The next day, Ciriaco made his Red Sox debut in the first game of a day-night doubleheader against the New York Yankees, getting the start at second. In the second game of the doubleheader, broadcasters Joe Buck and Tim McCarver named him the Player of the Game and praised Ciriaco for having a great glove at shortstop while providing some timely hits and speed on the basepaths. Ciriaco finished the game with four hits and 4 RBIs.

Also seeing time at second base and third, the three outfield positions and designated hitter, Ciriaco batted .293 with 16 stolen bases in 76 games for the Boston Red Sox in 2012. On June 10, 2013, Ciriaco was designated for assignment to make room for Will Middlebrooks.

===San Diego Padres===
On June 14, 2013, Ciriaco was traded from the Boston Red Sox to the San Diego Padres for a player to be named later. Ciriaco was acquired after second baseman Jedd Gyorko went on the disabled list with a groin strain, but he saw most of his action at shortstop, as Everth Cabrera went down with a hamstring injury soon after. He hit .238/.284/.333 with 6 SB and 4 RBI in 23 games with the Padres before being designated for assignment on July 12 when Gyorko returned.

===Kansas City Royals===
On July 16, 2013, Ciriaco was claimed off waivers by the Kansas City Royals. He was designated for assignment on April 5, 2014. He was eventually called back up to the roster and was again designated for assignment on June 30. On July 6, he was outrighted to the Omaha Storm Chasers. Ciriaco elected free agency on September 29.

===Atlanta Braves===
On October 13, 2014, Ciriaco signed a minor league contract with the Atlanta Braves organization. On May 2, 2015, Ciriaco was selected to the active roster. After hitting a double and a triple in two of his first three at-bats in 2015, Ciriaco briefly led the major leagues in wRC+.

===Texas Rangers===
On January 13, 2016, Ciriaco signed a minor league contract with the Texas Rangers organization that included an invitation to Spring Training. In 17 spring games, he had a batting average of .487 along with an on-base percentage of 1.013.

===Miami Marlins===
On July 8, 2016, Ciriaco was traded to the Miami Marlins in exchange for Eric Jokisch. In 23 games for the Triple–A New Orleans Zephyrs, he batted .221/.239/.250 with two home runs and four RBI. Ciriaco was released by the Marlins organization on August 12.

===Detroit Tigers===
On August 17, 2016, Ciriaco signed a minor league contract with the Detroit Tigers organization. In 14 games for the Triple–A Toledo Mud Hens, he hit .250/.241/.327 with no home runs and five RBI. Ciriaco elected free agency following the season on November 7.

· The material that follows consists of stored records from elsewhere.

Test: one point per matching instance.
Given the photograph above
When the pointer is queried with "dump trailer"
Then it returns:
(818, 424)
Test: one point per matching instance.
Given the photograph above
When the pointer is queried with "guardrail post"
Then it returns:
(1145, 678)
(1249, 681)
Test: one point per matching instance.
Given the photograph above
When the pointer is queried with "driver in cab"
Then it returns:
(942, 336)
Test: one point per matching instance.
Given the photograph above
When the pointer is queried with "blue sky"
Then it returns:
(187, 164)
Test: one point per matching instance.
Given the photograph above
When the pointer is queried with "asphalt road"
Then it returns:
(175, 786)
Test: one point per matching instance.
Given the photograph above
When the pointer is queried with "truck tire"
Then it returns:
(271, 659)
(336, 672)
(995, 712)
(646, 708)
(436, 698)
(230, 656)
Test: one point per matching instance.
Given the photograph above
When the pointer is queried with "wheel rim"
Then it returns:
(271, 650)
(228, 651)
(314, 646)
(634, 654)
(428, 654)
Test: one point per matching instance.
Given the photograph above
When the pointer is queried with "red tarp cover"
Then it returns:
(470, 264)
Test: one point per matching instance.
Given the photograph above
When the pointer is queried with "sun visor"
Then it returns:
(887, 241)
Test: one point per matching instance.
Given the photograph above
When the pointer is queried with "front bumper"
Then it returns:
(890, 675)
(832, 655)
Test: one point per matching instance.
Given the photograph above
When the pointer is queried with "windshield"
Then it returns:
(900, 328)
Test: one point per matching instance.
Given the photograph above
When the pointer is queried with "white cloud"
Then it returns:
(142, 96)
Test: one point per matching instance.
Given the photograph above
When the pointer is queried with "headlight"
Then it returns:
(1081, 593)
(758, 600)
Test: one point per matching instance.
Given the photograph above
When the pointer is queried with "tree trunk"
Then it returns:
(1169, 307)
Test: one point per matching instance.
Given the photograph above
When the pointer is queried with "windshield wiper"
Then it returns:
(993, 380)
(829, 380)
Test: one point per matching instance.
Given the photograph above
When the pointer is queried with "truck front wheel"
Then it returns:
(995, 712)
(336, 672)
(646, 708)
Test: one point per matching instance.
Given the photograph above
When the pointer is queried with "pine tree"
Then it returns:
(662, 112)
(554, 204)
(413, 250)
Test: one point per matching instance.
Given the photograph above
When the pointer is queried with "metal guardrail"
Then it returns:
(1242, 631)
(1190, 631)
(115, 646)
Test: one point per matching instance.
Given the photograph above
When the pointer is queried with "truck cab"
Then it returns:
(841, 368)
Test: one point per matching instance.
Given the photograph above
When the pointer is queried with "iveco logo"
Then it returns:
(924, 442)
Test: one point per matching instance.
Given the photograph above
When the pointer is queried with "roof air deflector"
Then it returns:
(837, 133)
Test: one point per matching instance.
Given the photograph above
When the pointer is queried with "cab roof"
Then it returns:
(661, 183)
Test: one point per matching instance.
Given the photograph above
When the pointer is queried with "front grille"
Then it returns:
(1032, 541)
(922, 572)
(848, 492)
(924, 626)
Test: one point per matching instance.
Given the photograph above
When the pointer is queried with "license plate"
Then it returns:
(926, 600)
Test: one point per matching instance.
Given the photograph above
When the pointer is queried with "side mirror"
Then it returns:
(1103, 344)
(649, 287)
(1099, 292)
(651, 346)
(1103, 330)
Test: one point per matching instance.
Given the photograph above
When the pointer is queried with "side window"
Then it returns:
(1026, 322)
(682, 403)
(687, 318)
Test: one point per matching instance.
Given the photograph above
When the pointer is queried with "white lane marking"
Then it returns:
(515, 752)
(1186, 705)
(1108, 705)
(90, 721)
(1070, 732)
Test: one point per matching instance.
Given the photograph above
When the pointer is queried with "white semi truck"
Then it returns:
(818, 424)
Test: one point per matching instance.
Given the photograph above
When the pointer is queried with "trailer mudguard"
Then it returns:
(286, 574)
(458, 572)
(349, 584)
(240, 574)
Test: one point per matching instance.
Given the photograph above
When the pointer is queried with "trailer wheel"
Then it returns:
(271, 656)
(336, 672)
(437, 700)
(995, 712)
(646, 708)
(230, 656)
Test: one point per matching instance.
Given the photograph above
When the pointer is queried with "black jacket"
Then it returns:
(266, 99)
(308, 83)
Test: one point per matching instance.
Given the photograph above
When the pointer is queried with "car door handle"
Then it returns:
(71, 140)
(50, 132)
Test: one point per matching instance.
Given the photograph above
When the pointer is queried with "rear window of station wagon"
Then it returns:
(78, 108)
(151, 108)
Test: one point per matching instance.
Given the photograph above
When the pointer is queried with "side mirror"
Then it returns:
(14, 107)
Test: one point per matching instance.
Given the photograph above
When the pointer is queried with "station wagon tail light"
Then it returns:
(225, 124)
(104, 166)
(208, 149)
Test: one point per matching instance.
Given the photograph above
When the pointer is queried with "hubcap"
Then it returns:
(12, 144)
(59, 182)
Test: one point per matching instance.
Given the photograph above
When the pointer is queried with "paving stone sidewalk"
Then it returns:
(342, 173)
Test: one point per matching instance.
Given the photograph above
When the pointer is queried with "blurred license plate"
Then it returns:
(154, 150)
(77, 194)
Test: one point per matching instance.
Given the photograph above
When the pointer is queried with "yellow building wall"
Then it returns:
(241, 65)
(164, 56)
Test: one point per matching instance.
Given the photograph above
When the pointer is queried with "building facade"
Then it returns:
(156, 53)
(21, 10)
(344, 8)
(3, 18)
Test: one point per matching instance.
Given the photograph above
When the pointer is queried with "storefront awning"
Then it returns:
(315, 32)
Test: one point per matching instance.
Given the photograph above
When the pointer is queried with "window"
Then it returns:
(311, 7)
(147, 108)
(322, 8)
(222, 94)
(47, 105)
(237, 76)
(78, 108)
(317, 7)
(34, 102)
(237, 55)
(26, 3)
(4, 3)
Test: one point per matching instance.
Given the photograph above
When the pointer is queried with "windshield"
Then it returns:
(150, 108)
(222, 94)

===Tigres de Quintana Roo===
On May 5, 2017, Ciriaco signed with the Tigres de Quintana Roo of the Mexican League. In 46 appearances for Quintana Roo, he batted .267/.287/.361 with two home runs, 22 RBI, and four stolen bases. Ciriaco was released by the Tigres on July 6.

===Vaqueros Unión Laguna===
On July 11, 2017, Ciriaco signed with the Vaqueros Unión Laguna of the Mexican League. In 27 games for the team, he hit .287/.288/.320 with no home runs, nine RBI, and six stolen bases. Ciriaco was released by the Vaqueros on February 1, 2018.

===Kagawa Olive Guyners===
On April 28, 2018, Ciriaco signed a contract with the Kagawa Olive Guyners of the Shikoku Island League Plus.

==Awards and honors==
- 2012 – Triple-A All-Star Game selection
- 2011 – Named the best defensive infielder in the Pittsburgh Pirates Minor League system by Baseball America
- 2010 – All-Star Futures Game selection
- 2009
  - Named by Baseball America as the best defensive shortstop in the Southern League
  - SOU Post-Season All-Star
  - SOU Mid-Season All-Star
- 2008
  - CAL Post-Season All-Star
  - CAL Mid-Season All-Star
- 2006 – MIDW Mid-Season All-Star

==Personal life==
His younger brother, Audy, played in Minor League Baseball.